Nice framing for thinking about the best ways to use LLMs.

The pace of change in AI does feel as if it could soon overtake our collective ability to process it. And the change signatories are asking for — a brief pause in the development of language models larger than the ones that have already been released — feels like a minor request in the grand scheme of things.
Not sure it’s possible to slow this train but it is interesting to hear arguments that we should let society absorb what we already have before releasing more evolutions.

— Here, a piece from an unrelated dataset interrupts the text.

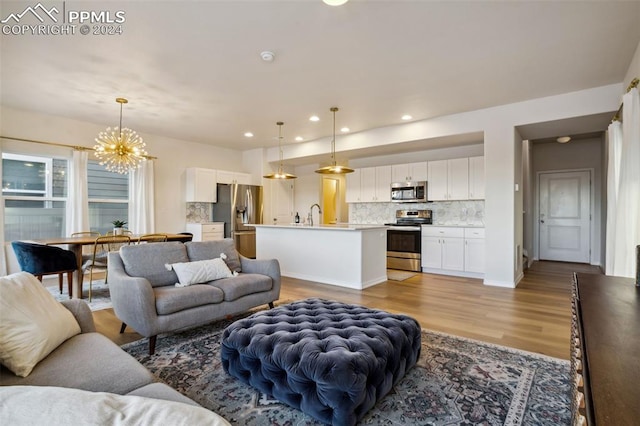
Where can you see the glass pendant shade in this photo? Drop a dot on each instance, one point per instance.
(280, 174)
(120, 150)
(334, 168)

"The models are built on statistics. They work by looking for patterns in huge troves of text and then using those patterns to guess what the next word in a string of words should be. They’re great at mimicry and bad at facts."
I, for one, welcome our intelligent octopus overlords.
Some Words To Not
"Letting an AI system do this work for you means giving up all of that. It's like sending a robot to do your WestWorld vacation for you, and just sharing the photos it took on your Instagram feed. Behaving in this way is not at all about cheating, it is about missing the whole point. If you care about having clear ideas and becoming better at what you do, you want to be writing."
I don't see anything in this post.
"But the need for humans to label data for AI systems remains, at least for now. 'They’re impressive, but ChatGPT and other generative models are not magic – they rely on massive supply chains of human labor and scraped data, much of which is unattributed and used without consent,' Andrew Strait, an AI ethicist, recently wrote on Twitter. 'These are serious, foundational problems that I do not see OpenAI addressing.'"
Warning: this article is disturbing. Companies shouldn't be able to cause people psychological damage to get funding.
"The problem with this description isn't just that it's wrong. It's that the AI is eliding an important reality about many loans: that if you pay them down faster, you end up paying less interest in the future. In other words, it's feeding terrible financial advice directly to people trying to improve their grasp of it."